DETROIT (AP) – Three years after listening to the all jokes during the Tigers’ 119-loss season, Jeremy Bonderman, Craig Monroe and Brandon Inge helped get Detroit back into the AL championship series for the first time since 1987.

“This is the best feeling – the best moment of my life besides my daughter’s birth,” Bonderman said after the Tigers completed their first-round upset of the New York Yankees on Saturday. “Nobody gave us a chance in this series, and that motivated us. They have the best lineup ever put together, so I had to come out with my best stuff and I was able to do it.”

Detroit had a day off Sunday and will fly to Oakland on Monday for the start of the best-of-seven ALCS on Tuesday night.
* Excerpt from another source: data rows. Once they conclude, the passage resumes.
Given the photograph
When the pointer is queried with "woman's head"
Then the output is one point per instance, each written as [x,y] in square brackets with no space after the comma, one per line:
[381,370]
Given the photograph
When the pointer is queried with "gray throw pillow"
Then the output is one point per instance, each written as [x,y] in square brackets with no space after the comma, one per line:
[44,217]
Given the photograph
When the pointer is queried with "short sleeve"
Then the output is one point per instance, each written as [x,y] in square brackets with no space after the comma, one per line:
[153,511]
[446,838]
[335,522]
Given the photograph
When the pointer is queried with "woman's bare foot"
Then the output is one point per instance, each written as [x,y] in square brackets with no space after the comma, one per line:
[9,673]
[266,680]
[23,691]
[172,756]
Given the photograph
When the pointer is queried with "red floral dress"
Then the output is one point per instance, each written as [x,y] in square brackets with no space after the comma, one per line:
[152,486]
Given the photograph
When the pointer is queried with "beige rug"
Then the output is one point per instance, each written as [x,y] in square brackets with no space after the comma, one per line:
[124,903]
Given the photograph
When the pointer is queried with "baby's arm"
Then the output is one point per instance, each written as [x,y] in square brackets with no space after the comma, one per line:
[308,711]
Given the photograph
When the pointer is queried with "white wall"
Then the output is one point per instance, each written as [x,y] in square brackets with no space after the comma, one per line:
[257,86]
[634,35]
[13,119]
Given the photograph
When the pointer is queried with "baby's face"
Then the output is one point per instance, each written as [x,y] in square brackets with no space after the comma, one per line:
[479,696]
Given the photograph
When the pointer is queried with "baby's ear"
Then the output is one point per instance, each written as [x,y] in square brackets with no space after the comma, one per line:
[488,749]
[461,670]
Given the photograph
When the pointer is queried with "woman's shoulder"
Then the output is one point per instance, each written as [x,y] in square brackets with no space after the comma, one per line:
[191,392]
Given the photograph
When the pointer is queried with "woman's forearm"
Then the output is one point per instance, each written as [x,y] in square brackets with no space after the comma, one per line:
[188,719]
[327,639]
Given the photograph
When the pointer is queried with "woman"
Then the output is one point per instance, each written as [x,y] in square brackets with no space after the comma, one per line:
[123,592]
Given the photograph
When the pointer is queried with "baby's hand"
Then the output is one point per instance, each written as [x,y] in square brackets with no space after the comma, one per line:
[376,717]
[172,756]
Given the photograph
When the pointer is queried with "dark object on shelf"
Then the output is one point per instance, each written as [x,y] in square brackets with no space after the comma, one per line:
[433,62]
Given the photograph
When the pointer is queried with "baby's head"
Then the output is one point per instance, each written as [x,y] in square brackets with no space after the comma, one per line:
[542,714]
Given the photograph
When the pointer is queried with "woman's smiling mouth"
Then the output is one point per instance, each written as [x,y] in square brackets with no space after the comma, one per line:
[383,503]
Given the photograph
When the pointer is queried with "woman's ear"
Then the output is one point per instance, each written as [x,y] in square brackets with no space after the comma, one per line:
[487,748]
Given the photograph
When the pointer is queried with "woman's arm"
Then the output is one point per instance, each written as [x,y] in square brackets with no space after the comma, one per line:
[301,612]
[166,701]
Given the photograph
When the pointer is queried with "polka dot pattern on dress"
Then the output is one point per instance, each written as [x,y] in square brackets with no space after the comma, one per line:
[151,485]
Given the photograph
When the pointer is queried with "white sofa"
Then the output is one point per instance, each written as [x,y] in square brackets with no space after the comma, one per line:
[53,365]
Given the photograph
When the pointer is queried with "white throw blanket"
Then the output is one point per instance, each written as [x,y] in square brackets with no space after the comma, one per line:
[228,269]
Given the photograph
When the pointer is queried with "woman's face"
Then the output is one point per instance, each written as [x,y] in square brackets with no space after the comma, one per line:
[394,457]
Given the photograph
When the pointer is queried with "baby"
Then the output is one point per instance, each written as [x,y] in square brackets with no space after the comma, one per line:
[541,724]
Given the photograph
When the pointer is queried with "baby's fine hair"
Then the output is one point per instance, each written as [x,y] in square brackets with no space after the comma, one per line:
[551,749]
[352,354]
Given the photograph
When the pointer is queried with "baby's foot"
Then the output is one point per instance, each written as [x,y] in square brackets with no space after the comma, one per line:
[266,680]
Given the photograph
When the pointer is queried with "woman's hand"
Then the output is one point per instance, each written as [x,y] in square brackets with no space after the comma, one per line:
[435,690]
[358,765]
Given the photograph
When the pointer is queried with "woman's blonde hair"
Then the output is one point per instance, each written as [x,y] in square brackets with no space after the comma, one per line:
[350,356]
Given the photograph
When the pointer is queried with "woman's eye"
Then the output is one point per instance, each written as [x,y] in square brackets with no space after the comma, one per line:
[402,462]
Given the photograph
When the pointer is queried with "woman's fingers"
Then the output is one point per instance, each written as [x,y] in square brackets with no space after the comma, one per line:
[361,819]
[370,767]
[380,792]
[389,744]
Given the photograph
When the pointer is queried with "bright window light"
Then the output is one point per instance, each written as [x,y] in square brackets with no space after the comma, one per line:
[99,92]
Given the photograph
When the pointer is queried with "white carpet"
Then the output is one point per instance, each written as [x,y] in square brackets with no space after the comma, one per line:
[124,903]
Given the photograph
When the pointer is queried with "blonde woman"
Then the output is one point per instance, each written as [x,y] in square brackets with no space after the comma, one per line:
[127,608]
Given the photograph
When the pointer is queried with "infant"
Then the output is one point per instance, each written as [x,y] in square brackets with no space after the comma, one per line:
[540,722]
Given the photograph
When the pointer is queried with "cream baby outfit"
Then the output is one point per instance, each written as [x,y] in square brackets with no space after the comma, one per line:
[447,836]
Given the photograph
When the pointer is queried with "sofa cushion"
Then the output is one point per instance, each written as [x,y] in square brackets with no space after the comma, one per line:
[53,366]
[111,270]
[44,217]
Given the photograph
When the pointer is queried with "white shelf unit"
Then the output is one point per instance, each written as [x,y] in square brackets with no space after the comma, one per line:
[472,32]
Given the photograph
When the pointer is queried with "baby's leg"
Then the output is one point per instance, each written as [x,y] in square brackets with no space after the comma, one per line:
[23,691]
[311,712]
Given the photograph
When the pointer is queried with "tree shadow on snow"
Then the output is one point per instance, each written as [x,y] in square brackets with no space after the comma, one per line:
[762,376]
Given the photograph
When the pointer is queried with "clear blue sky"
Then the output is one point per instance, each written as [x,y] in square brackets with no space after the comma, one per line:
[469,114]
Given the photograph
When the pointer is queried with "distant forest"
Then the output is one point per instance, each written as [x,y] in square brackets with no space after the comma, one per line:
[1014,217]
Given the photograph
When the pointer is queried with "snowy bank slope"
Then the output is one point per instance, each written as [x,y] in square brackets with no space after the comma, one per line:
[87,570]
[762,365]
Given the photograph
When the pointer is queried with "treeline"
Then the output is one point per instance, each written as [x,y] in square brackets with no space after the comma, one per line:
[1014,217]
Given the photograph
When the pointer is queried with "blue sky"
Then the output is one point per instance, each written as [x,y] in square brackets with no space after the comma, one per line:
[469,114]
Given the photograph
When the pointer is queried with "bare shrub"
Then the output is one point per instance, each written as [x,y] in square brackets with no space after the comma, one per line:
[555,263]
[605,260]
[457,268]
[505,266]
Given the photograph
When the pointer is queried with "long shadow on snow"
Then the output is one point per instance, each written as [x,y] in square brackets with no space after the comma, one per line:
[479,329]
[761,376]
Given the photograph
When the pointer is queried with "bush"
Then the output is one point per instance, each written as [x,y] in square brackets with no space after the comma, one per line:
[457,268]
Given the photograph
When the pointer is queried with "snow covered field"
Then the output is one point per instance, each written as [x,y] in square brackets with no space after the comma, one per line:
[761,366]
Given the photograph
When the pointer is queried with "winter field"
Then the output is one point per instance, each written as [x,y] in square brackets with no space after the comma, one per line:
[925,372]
After beating the Yankees, Tigers players took a victory lap, spraying champagne on the fans who endured 12 consecutive losing seasons before this year’s turnaround.

“These guys have stuck with us,” Monroe said. “You have to give them credit, because they’ve stayed here through the worst times. That’s what makes this so sweet.”

In the finale against the Yankees, Bonderman pitched perfect ball into the sixth inning. Six days earlier, he left Comerica Park in disgrace after blowing a 6-0 lead against Kansas City in a game that cost the Tigers the AL Central title and left them with a wild-card berth.

“Bondo is a stud,” Monroe said. “We all go through our ups and downs, but when it was on the line, how did he perform? He was magnificent. That’s the best lineup a pitcher can face.”

Detroit finished the regular season with 95 wins, two more than the Athletics, but Oakland gets home- field advantage as a division winner.

“We got here when no one thought we would,” Inge said. “We’re going to take it to Oakland and do the same thing we did here. The sky is the limit if we just go out there and play.”

Oakland and Detroit met in the 1972 ALCS, when Bert Campaneris threw his bat at Tigers pitcher Lerrin LaGrow. The Athletics advanced to the World Series with a five-game victory over the remnants of Detroit’s 1968 championship team.

Two stars on that team, Al Kaline and Willie Horton, did an impromptu dance in the Comerica Park clubhouse on Saturday. Now, the Tigers will get another chance at the A’s, helped by the player who symbolizes Detroit’s transformation.

In 2003, Inge was a backup catcher struggling to stay in the major leagues. Now, he is a power-hitting third baseman.

“We knew there would be light at the end of the tunnel sooner or later, but we didn’t think it would be quite this soon,” Inge said. “To anyone that was on that 2003 team, this seemed so far away. To get here, where we are today? It’s incredible.”